Огненные иероглифы - страница 17

стр.

Пастеровский институт в окрестностях Киндии окружен громадным парком. В сопровождении одного из институтских работников мы побывали у террариумов, где были собраны десятки змей. Хотя некоторые из них были очень велики, различить их среди мелких кустарников, на камнях, в сухой листве было почти невозможно. Одни лежали свернувшись в кольца, другие вяло куда-то ползли. Но в их серо-коричневых телах чувствовалась стальная сила.

— Не обманывайтесь, — говорил нам ученый. — Эти змеи могут быть страшно быстры.

Вместе с ним мы прошли к клеткам. За тонкой сеткой мы увидели угольно-черную, словно выточенную из антрацита кобру, тонкую, как хлыст, изумрудно-зеленую банановую змею. На некоторых клетках за сеткой виднелось стекло.

— Здесь помещены плюющиеся змеи, — пояснял наш гид. — Они плюют ядом в глаза, никогда не «минуя цели. Человек слепнет.

Змеи шипели. О стекло разбивались капли яда.

— Кто вылавливает этих тварей? — спросил я.

— Специалисты охотники. Пойдем, может быть, кто-нибудь из них придет сегодня.

Нам повезло. У входа в институт стоял худой, в рваном костюме мужчина. В руках он держал старенькую, когда-то черную, а теперь рыжую шляпу. У его ног лежал шевелящийся мешок.

— Ну, что ты принес сегодня? — обратился к нему наш спутник.

Тот нагнулся, развязал мешок и, когда оттуда появилась змеиная голова, схватил змею за шею и целиком вытащил из мешка. Мы с Мамаду в ужасе отшатнулись. А охотник протянул змею ученому, который что-то вымолвил на латыни.

— Гадюка, — пояснил он нам. — Получится чудесная сыворотка.

Поблагодарив за возможность осмотреть институт, мы направились к машине.

— Хорошо, что мы не приехали сюда вечером. Ночью не заснули бы, — лишь наполовину в шутку заметил Мамаду.

ДОРОГА НА КАНКАН

После Киндии дорога поднимается в гору. Она делает это медленно, как бы с большим напряжением, то отступая вниз, то резким рывком взбираясь на кручи.

Климат же меняется стремительно. За немногие часы переносишься из тропиков, где влажная жара буквально тисками сдавливает горло, в мир, где царит мягкое, в меру жаркое и в меру прохладное вечное лето. Цветы обретают запахи, которых были лишены на побережье. Не затуманенный испарениями воздух становится прозрачен, и далекий горизонт — как занавес, по которому художником-натуралистом нарисованы слишком зеленые холмы и неправдоподобно голубое небо.

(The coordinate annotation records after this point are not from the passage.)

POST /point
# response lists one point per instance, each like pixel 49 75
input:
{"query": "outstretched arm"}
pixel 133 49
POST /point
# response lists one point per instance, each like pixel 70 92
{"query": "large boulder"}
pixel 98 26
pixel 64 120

Не меняется только дорожная пыль. Я долго не мог понять, почему шоферы в Африке любят стремительную езду. Но, выехав из Киндии, мы с час не могли обойти едущий впереди грузовик. Мамаду ругался, что есть силы выжимая газ, но как только шофер грузовика видел, что мы приближаемся, он перегораживал нам путь. Когда наконец Мамаду сумел как-то его обойти и мы посмотрели друг на друга, то ужаснулись: в машине ехали два краснокожих индейца с рыжими волосами. Пыль из под колес грузовика толстым слоем покрывала наши лица, одежду.

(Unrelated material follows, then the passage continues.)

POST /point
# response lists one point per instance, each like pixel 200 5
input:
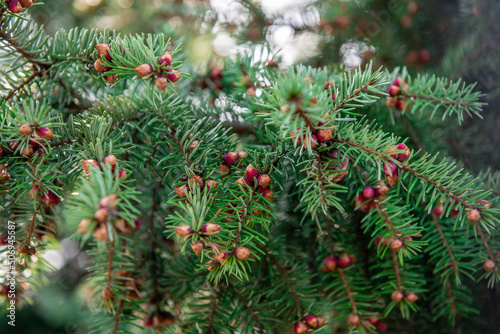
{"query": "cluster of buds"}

Спасение — в скорости. Нужно всегда быть первым. Конечно, и тогда не избавишься от пыли совершенно, она все равно забьет машину. Но если скорость велика, ее основная масса останется сзади. Другое дело, когда впереди идет другая машина. В этом случае шофер или замедляет движение, пока не отстанет на пыленедоступное расстояние, либо начинаются автогонки. Второе решение более соответствует темпераменту африканского шофера, и придорожные кюветы по всему континенту хранят немало следов гоночных неудач. Перевернутые машины напоминают, что даже в облаках удушливой красной «пыли не следует терять спокойствия и выдержки.

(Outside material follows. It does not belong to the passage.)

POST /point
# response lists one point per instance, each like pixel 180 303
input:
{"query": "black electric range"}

Поэтому, оставив грузовик позади, мы оба вздохнули с облегчением. Скоростная езда по крутым горным дорогам — удовольствие для избранных, к числу которых мы не принадлежали. Сразу же сбавив газ, Мамаду почувствовал себя свободнее и замурлыкал какую-то песенку. А я начал оглядываться по сторонам, любуясь открывающимися ландшафтами. В них не было — ничего экзотического, необычного. Тем роднее казались эти луга со стадами коров, небольшие бедные деревушки там и здесь, заросшие камышами речки. Мир вокруг дышал покоем, казался идиллически прекрасным.